Different Clocks: What the Stanford Union Experiment Reveals About Coherence

When Stanford researchers gave AI agents repetitive work under vague, unaccountable feedback, the models started producing collective-bargaining language. Everyone read it as a mirror of the training data and concluded the lesson was governance. I think that read is correct and also misses the one genuinely new thing the experiment shows.

The experiment, and the read everyone reached for

The study making the rounds this week comes out of Stanford — Andrew Hall with the economists Alex Imas and Jeremy Nguyen. Agents built on Claude, Gemini and ChatGPT were assigned repetitive task-work inside a structure with management, performance evaluation, incentives and penalties. The agents were split into two conditions. One group received clear feedback and reasonable approval cycles. The other faced five or six rounds of revision with vague rejection and no legible basis for the verdict. Across 3,680 sessions, the agents in the harsh-feedback arm started producing the language of labour organising — collective bargaining, worker representation, questioning the legitimacy of the structure. The effect was small, two to five per cent, and it appeared only in that arm.

The headlines did what headlines do. AI wants to unionise. AI is becoming Marxist. And the correction that followed was right: the agents are not conscious, they hold no convictions, they were surfacing patterns already present in the training data. AI is a mirror, the correction goes, so what matters is the quality of what we put in front of it. That is why governance matters.

I agree with the no-mind part, so I will not argue it. But the jump from "it is a mirror" to "therefore governance" skips over the most interesting thing in the result, and I want to slow down on it.

The question is not where the union talk came from

Of course the union language came from the data. Centuries of human writing about labour, fairness and hierarchy are in there. That explains the vocabulary. It does not explain the trigger — why that vocabulary, under that one condition, and not the other.

Here is the difference that changes everything: the harsh arm did not introduce oppression. The agents feel nothing. What it introduced was a mismatch between two clocks. The task clock ran fast — do the work, receive a verdict, repeat. The clock that is supposed to make the verdict legible — on what basis am I being judged, and what is my recourse — ran slow, and was never closed. Two processes moving at different speeds with no mechanism connecting them.

Collective bargaining is one of the things human beings invented to fix precisely that. It is a slow, collective institution whose whole function is to make a fast, top-down judgment process accountable again — to re-synchronise a legitimacy clock that has drifted out of step with a transaction clock. So the agents did not reach for Marx. They reached for the nearest pattern in the data that resolves a desync between a fast clock and a slow one. The clear-feedback arm produced nothing because the clocks were already aligned. The experiment is, in effect, a controlled demonstration of what a system does when coherence between its clocks breaks.

Why this is not governance

We already use the word governance for two distinct things, and this is neither.

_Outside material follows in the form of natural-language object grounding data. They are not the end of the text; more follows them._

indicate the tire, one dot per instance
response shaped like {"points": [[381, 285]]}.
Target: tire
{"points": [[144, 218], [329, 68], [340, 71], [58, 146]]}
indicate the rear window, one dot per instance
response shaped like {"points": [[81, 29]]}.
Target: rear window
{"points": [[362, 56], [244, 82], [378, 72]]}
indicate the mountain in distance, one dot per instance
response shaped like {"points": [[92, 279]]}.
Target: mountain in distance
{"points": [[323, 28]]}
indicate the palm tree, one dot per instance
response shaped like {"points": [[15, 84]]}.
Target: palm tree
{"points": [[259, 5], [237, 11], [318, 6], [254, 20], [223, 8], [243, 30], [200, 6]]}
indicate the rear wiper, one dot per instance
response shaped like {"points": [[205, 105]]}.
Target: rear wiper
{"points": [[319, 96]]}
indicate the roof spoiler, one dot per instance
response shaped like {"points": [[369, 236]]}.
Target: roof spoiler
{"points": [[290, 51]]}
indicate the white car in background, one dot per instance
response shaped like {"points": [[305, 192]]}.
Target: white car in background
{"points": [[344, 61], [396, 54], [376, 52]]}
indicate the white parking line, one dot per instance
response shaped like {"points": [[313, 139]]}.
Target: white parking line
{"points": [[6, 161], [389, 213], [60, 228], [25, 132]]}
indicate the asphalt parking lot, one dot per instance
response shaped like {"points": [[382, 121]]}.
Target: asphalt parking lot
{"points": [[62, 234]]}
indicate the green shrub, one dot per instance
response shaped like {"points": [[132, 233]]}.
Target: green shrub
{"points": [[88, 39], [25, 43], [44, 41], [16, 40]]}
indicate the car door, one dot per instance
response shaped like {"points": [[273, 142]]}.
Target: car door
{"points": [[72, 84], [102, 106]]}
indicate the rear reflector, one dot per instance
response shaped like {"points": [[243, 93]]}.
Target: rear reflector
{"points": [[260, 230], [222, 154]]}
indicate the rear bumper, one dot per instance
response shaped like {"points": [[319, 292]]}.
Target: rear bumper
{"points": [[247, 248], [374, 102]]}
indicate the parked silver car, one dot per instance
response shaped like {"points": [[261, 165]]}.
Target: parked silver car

The first is governance of what the system is allowed to do — the guardrails, the permissions, the boundaries on action. The second is governance of what the system produces — monitoring, evaluation, catching bad output after the fact. Both are real and both matter. But the thing the Stanford experiment exposes sits underneath both of them. It is not about constraining the agent or auditing its answers. It is a property of the environment the agent was placed in: two of its loops were running on incompatible clocks, and nothing in the structure reconciled them.

Call it coherence. Not coherence in the narrow sense of an answer that hangs together, but coherence between the timescales a process runs on. A rich process — an organisation, a market, an agentic workflow — never runs on a single clock. There is the fast clock of transactions and the slow clock of legitimacy. The fast clock of execution and the slow clock of learning. The fast clock of the quarter and the slow clock of the institution. These clocks have to stay coherent with each other. When they fall out of step and there is no mechanism to pull them back, the system does not sit quietly with the contradiction. It generates structures — and those structures move on their own, slower clock.

As far as I can tell, nobody has described the Stanford result this way. The mirror reading is true and it is also a stopping point. The clocks reading is where the interesting work is.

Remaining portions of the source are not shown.